To address these limitations, biological and synthetic nerve conduits have been proposed as alternatives8. The utilization of conduits offers several advantages, including the avoidance of complications arising from the donor site and the capacity for structural customization9. Several biomaterials, including collagen-based tubes, chitosan scaffolds, and polycaprolactone conduits, have demonstrated efficacy in repairing peripheral nerve gaps of up to 3 cm in preclinical and limited clinical studies, although results in larger gaps remain suboptimal without adjuncts such as growth factors or stem cells10 ^,^ 11. Consequently, the quest for conduits that are biocompatible, porous, flexible, and biodegradable remains a focal point in nerve regeneration research12.

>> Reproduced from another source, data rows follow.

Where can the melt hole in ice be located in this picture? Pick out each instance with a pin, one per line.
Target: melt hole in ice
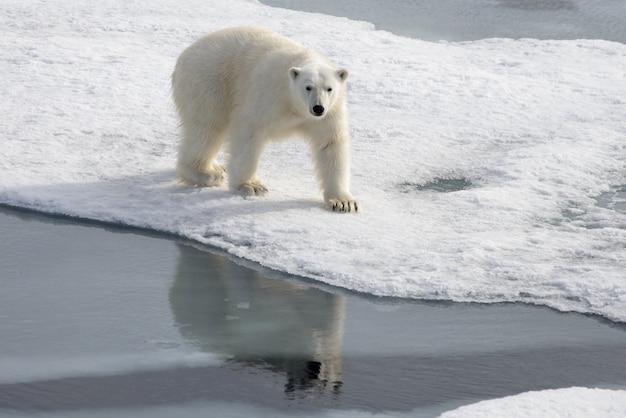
(441, 185)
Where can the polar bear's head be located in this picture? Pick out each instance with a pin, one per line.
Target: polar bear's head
(318, 88)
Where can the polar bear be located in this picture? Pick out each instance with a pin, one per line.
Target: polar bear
(246, 86)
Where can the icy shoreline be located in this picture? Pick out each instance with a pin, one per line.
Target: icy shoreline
(535, 127)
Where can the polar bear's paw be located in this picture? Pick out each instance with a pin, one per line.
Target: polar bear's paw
(338, 205)
(252, 189)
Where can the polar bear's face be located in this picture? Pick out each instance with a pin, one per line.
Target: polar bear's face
(318, 88)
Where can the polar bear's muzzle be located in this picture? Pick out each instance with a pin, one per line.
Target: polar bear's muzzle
(318, 110)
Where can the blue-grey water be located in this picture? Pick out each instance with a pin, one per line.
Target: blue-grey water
(100, 320)
(466, 20)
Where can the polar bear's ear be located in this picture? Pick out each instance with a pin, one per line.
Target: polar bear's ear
(293, 72)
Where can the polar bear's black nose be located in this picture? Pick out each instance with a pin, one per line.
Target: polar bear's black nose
(318, 110)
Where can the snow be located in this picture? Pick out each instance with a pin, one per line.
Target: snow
(527, 136)
(532, 130)
(571, 402)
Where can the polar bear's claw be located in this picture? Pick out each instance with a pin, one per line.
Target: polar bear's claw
(253, 189)
(343, 205)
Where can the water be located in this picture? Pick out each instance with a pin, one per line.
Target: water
(462, 20)
(98, 319)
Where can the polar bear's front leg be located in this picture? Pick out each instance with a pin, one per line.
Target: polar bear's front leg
(332, 162)
(245, 153)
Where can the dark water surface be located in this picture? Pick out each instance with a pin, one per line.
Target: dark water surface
(101, 320)
(467, 20)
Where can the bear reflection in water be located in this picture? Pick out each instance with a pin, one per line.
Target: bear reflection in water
(287, 327)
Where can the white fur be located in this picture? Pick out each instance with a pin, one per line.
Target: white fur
(247, 86)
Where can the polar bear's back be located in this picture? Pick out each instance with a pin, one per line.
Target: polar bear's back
(232, 63)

Recent advances in biomaterials research have identified natural sources, such as the Amazonian açaí (Euterpe oleracea Mart.), as promising candidates for biomedical applications. Polymeric derivatives obtained from its seeds have shown potential for developing biodegradable scaffolds with adequate porosity, mechanical stability, and structural integrity, making them suitable for supporting axonal growth and peripheral nerve repair13. Based on these properties, this study aimed to evaluate the feasibility and effectiveness of an açaí-derived bioconduit as a bio-based alternative to autologous nerve grafts in peripheral nerve injury repair.
Methods
The study followed Brazilian legislation on animal experimentation (Law no. 11,794/08), based on National Institutes of Health guidelines and in compliance with the Council for International Organizations of Medical Sciences ethical code and ARRIVE guidelines. The protocol (approval number 16/2024) was approved by the Animal Use and Care Committee of the Universidade do Estado do Pará.

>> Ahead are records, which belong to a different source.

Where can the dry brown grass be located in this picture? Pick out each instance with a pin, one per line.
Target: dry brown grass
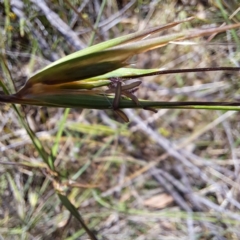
(170, 175)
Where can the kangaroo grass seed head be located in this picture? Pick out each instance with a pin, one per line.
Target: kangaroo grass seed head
(76, 80)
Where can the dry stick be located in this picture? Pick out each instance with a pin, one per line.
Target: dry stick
(17, 7)
(83, 19)
(186, 70)
(60, 25)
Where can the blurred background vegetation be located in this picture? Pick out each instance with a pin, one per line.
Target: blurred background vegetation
(169, 175)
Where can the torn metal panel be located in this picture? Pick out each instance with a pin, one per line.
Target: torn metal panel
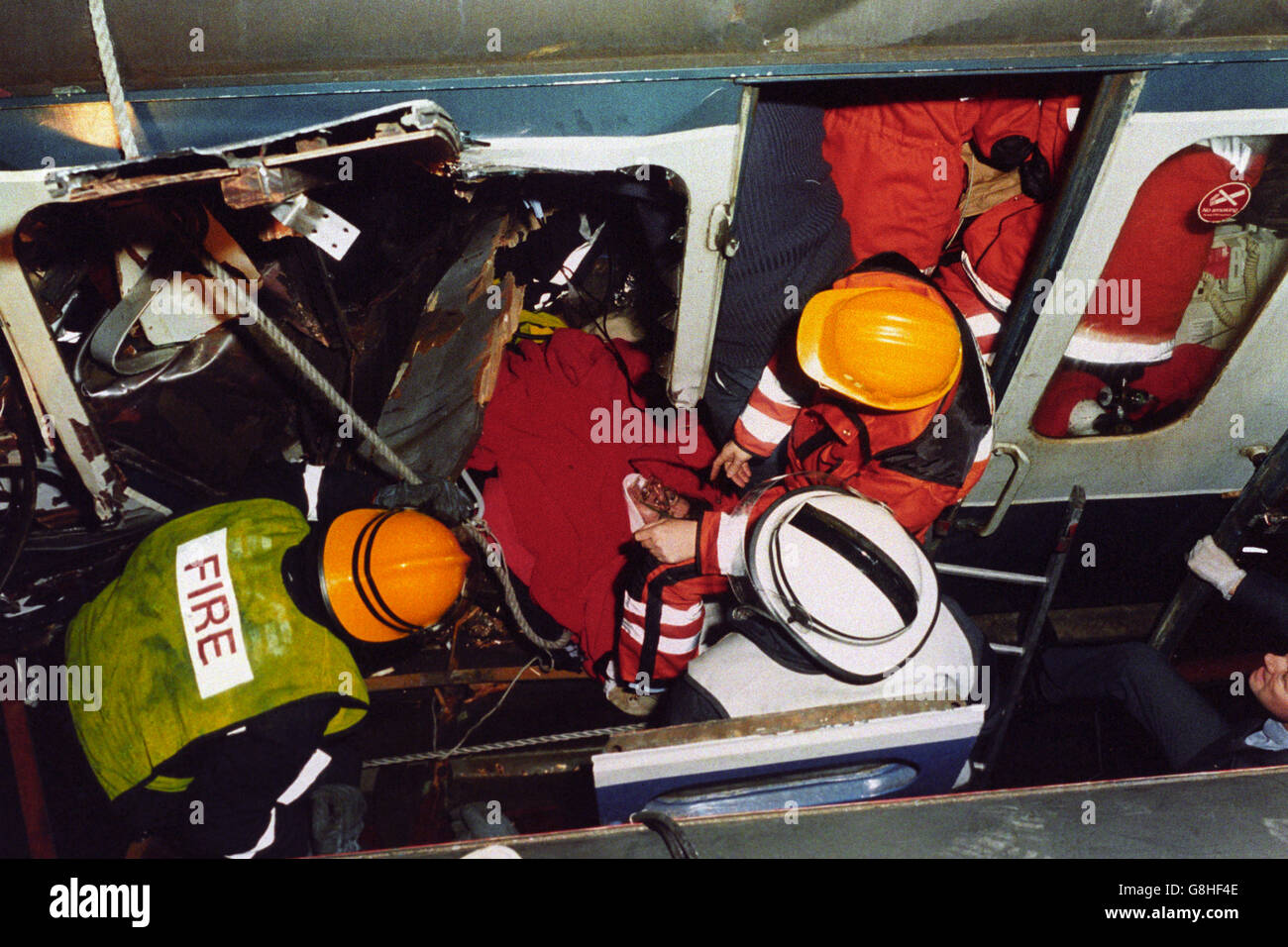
(432, 416)
(429, 127)
(706, 161)
(54, 399)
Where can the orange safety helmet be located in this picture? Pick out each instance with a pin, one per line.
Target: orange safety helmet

Forty-eight female Wistar rats (3 months, 200–300 g) were housed under controlled conditions. Room temperature was maintained at 22 ± 2°C, relative humidity at 50–60%, and animals were exposed to a 12-hour light/dark cycle (lights on at 7 a.m.) with controlled noise levels at the Experimental Surgery Laboratory, with food and water provided ad libitum. Animals were kept in non-sterile polyurethane cages (three or four per cage) with sterile wood shavings and no environmental enrichment.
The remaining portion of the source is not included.